Sur l’histoire même du Québec, c’est aussi toute une vision qui s’expose au lecteur, mais nous nous en tiendrons ici à l’angle aujourd’hui incontournable, celui de l’identité, du rapport avec les Autochtones et de la question de la mixité, du pluralisme et de l’ouverture sur le monde. Pour Vaugeois, l’affaire est entendue : « Vous n’avez pas besoin de préconiser un ‘nationalisme civique’ pour être inclusif. Le nationalisme canadien-français a fait la démonstration depuis le XVIIesiècle qu’il pouvait être inclusif ». Qui d’autre que lui a noté qu’autour de René-Lévesque, en 1976, se trouvaient des patronymes comme O’Neill, Johnson et Burns, sans parler des ministres mariés qui à une Américaine (Morin, Garon), qui à une Polonaise (Parizeau) ?
La folle aventure du Boréal Express, journal d’histoire immensément populaire qu’il publie avec Jacques Lacoursière et Gilles Boulet dans les années 1960, est ensuite décrite dans le détail, puis ses développements dans le monde de l’édition, et enfin l’incursion de l’homme dans le monde politique, avec son élection comme député de Trois-Rivières en 1976. Il devra attendre 1978 avant de devenir ministre ; on lui attribuera les Affaires culturelles, puis les Communications en 1979. Il n’y perdra pas son temps, dynamisant notamment l’expansion du réseau des bibliothèques publiques et des musées.

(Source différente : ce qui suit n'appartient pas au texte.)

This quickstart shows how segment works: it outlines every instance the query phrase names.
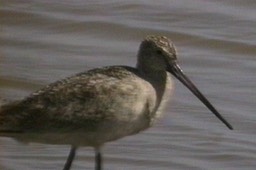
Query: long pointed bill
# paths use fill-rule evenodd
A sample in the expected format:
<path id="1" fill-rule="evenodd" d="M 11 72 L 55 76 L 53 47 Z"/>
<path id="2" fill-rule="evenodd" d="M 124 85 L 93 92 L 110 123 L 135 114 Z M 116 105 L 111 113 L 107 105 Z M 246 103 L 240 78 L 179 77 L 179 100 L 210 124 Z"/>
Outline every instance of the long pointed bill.
<path id="1" fill-rule="evenodd" d="M 224 119 L 221 116 L 221 114 L 213 107 L 213 105 L 204 97 L 204 95 L 197 89 L 197 87 L 183 73 L 183 71 L 181 70 L 181 68 L 179 67 L 179 65 L 176 62 L 171 63 L 170 66 L 167 68 L 167 71 L 172 73 L 178 80 L 180 80 L 230 130 L 233 129 L 233 127 L 226 121 L 226 119 Z"/>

Conscient de la précarité du marché de l’édition, il concocte une loi qui ferme toute subvention aux éditeurs dont la propriété n’est pas québécoise à 100 %.
Le chapitre qui porte sur la carrière politique de l’historien est particulièrement riche, non seulement au sujet des coulisses, mais aussi pour l’intérêt et la profondeur des réflexions de l’homme sur le rôle de simple député, ce que sera Vaugeois pendant une bonne moitié de son parcours politique. « Quand j’ai sorti mon rapport, des parlementaires ont dit : ‘Hé, Denis, c’est incroyable, je viens de comprendre ce que je fais ici ou plutôt ce que je pourrais faire ici !’ »

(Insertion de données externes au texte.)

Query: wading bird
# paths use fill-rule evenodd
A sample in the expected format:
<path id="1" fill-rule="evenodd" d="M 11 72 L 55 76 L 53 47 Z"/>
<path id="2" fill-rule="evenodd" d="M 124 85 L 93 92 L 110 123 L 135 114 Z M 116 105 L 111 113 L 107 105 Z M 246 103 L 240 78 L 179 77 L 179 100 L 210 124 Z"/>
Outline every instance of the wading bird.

Sur la défaite référendaire (1980), l’ex-député péquiste ne mâche pas ses mots : « À juste titre, on a beaucoup critiqué la question référendaire, mais ce n’est pas cette bizarre de question qui a causé la défaite ; c’est plutôt l’argent du fédéral. […] Les gens ont été littéralement matraqués de publicité », à telle enseigne qu’il ne restait carrément plus d’espaces publicitaires à louer pour les souverainistes, arrivés trop tard. Nul doute d’après lui que Joe Clark (premier ministre canadien en 1979-1980) aurait été moins « vicieux » que les libéraux et aurait « respecté le jeu démocratique ». Après la défaite, l’historien se promet d’écrire un jour l’histoire de cette campagne. Quand, en 1985, il prend rendez-vous avec un confrère d’université travaillant aux Archives publiques du Canada pour entamer ses recherches, celui-ci lui avoue que tous les dossiers ont été détruits. « Sur ordre ! »
Aujourd’hui âgé de 85 ans, l’esprit vif comme pas un, grand amateur d’urbanisme, Vaugeois a toujours été un passionné qui avait à cœur non seulement la beauté, mais aussi l’utilité des choses, et qui a toujours eu le sentiment inné d’être un agent de changement, ce qu’il fut effectivement, avec vigueur, compétence, intelligence et bonhomie, jamais avec violence ou mépris. Intellectuel et entrepreneur, il répond sans détour aux questions qu’on lui pose sur ses nombreuses activités, y compris financières, et peut se montrer fier de son bilan, une fierté qu’il affiche sans fausse modestie mais sans prétention non plus.